Digitized strike patterns were analyzed, measured, and processed using Adobe Photoshop and Fiji ImageJ. In Photoshop, images were first cropped to remove any outlying pressure zones and then the object selection tool was utilized to select the strike pattern. Using the measurement log tool, the total area, width, and height of the strike zone were recorded in pixels. It is important to note that measurements only comprised colored extents and white portions were not included in analysis of area. In addition, the high-pressure zones were also measured using the same method. Measurements were then converted to imperial and metric units. Images were then imported to ImageJ for final processing, such as inserting scale bars. The result can be seen in Figs. 9 and 10. Although both low-pressure film and medium-pressure film results were recorded, all figures and tables reference the medium-pressure film as the psi measurements were taken from these strike patterns.
Results
By using the Head Injury Criterion (HIC) to predict the Abbreviated Injury Scale (AIS), the likelihood and scale of cranial trauma can be predicted. The highest average HIC resulted from the Oak Mallet Parietal Test 1 with a score of 1766. The data predicts a 41% likelihood of a major penetrating head injury (AIS 5) and 77% likelihood of a complex fracture (AIS 4) (Table 4). The AIS for other large surface clubs (i.e., all mallets and Mesquite Ball) predicts a high risk for comminuted injury (AIS 3) (73%). The recorded HIC indicates that receiving parietal strikes from most of the clubs would result in a high likelihood of sustaining closed, simple, non-displaced, diastatic, linear, or comminuted fracture (AIS 2-3).
FujiFilm Prescale results permit validation of previous results and comparisons of measurements for lethality. As per Table 5,
the clubs with the highest-pressure readings were the mesquite mallet and tree limb parietal strikes at 5617 psi. The range of pressure readings was 2489–5617 for parietal strikes and 2915–4799 for frontal strikes. The club with the largest contact area was the ash mallet parietal strike at 2.90 in.2 (18.71 cm2). For the parietal strikes, the average values were 4225 psi with a maximum contact area of 1.57 in.2 (10.13 cm2). Averages for frontal strikes were 3812 psi with a maximum contact area of 1.14 in.2 (7.35 cm2). Even though the psi is similar for both parietal and frontal strikes, the distribution of maximum force zones should be noted (see Figs. 9 and 10). Maximum force zones are the areas of highest pressure. Parietal strike maximum force zones are evenly distributed throughout the strike surface while frontal strikes are focused into much smaller areas of the club strikes.

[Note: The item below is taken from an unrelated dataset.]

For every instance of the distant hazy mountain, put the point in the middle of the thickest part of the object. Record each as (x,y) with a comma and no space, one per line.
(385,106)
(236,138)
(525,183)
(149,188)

When compared with known measurements of dynamic fracture forces for cranial bones, these values fall well within, or were significantly higher than, the range of force required for cranial fracture using multiple types of impact surfaces on both the frontal and parietal regions (Yoganandan and Pintar 2004). In addition, the contact area was compared with known studies on mechanics of bone fracture. McElhaney et al. (1970) had a contact area of less than 1 in.2 while Raymond and Bir (2015) had a contact area of approximately 1.5 in.2. Hodgson and Thomas (1971) used flat rigid surfaces (i.e., the ground) (see Figs. 7 and 8).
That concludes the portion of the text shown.